FHIT suppresses epithelial-mesenchymal transition (EMT) and metastasis in lung cancer through modulation of microRNAs.

Metastasis is the principal cause of cancer death and occurs through multiple, complex processes that involve the concerted action of many genes. A number of studies have indicated that the Fragile Histidine Triad (FHIT) gene product, FHIT, functions as a tumor suppressor in a variety of common human cancers. Although there are suggestions of a role for FHIT loss in progression of various cancers, a role for such loss in metastasis has not been defined. Here, via in vivo and in vitro assays, we reveal that the enforced expression of FHIT significantly suppresses metastasis, accompanied by inhibition of the epithelial-mesenchymal transition (EMT), a process involved in metastasis through coordinate modulation of EMT-related genes.
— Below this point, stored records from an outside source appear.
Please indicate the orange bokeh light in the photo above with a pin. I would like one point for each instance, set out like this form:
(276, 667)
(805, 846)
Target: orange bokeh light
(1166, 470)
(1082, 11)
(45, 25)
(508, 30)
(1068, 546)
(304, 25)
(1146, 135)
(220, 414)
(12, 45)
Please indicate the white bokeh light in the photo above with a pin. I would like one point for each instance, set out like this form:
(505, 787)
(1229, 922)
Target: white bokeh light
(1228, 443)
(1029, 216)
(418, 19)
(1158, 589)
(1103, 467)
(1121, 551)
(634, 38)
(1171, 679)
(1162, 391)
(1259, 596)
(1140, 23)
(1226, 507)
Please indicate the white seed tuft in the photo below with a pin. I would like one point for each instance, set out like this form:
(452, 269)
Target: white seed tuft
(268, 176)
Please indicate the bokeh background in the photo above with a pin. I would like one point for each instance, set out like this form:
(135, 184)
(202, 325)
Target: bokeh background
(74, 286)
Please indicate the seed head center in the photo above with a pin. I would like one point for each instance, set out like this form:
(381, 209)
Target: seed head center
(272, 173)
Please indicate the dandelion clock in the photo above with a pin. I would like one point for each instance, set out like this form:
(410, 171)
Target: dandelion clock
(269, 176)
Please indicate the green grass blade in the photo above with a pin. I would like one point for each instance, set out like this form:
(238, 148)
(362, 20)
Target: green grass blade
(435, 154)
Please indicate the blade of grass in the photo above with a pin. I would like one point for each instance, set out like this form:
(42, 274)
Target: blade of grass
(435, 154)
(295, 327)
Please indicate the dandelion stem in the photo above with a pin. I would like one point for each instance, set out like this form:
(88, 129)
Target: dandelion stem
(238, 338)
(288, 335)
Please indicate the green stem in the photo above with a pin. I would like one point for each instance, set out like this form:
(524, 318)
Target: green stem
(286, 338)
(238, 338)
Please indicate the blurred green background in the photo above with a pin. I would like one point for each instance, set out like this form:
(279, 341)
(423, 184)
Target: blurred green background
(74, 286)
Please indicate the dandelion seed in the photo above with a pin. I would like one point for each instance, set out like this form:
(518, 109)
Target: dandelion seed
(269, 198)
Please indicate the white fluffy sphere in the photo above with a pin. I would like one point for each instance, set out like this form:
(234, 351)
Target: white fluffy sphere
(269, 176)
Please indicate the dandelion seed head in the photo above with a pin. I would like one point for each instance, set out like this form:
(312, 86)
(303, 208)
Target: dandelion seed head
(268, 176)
Specifically, miR-30c, a FHIT-upregulated microRNA, contributes to FHIT function in suppression of EMT and metastasis by directly targeting metastasis genes Metadherin (MTDH), High-mobility group AT-hook 2 (HMGA2), and the mesenchymal markers, Vimentin (VIM) and Fibronectin (FN1), in human lung cancer. Finally, we demonstrate that the expression pattern of FHIT and miR-30c is inversely correlated with that of MTDH and HMGA2 in normal tissue, non-metastatic and metastatic tumors, serving as a potential biomarker for metastasis in lung cancer.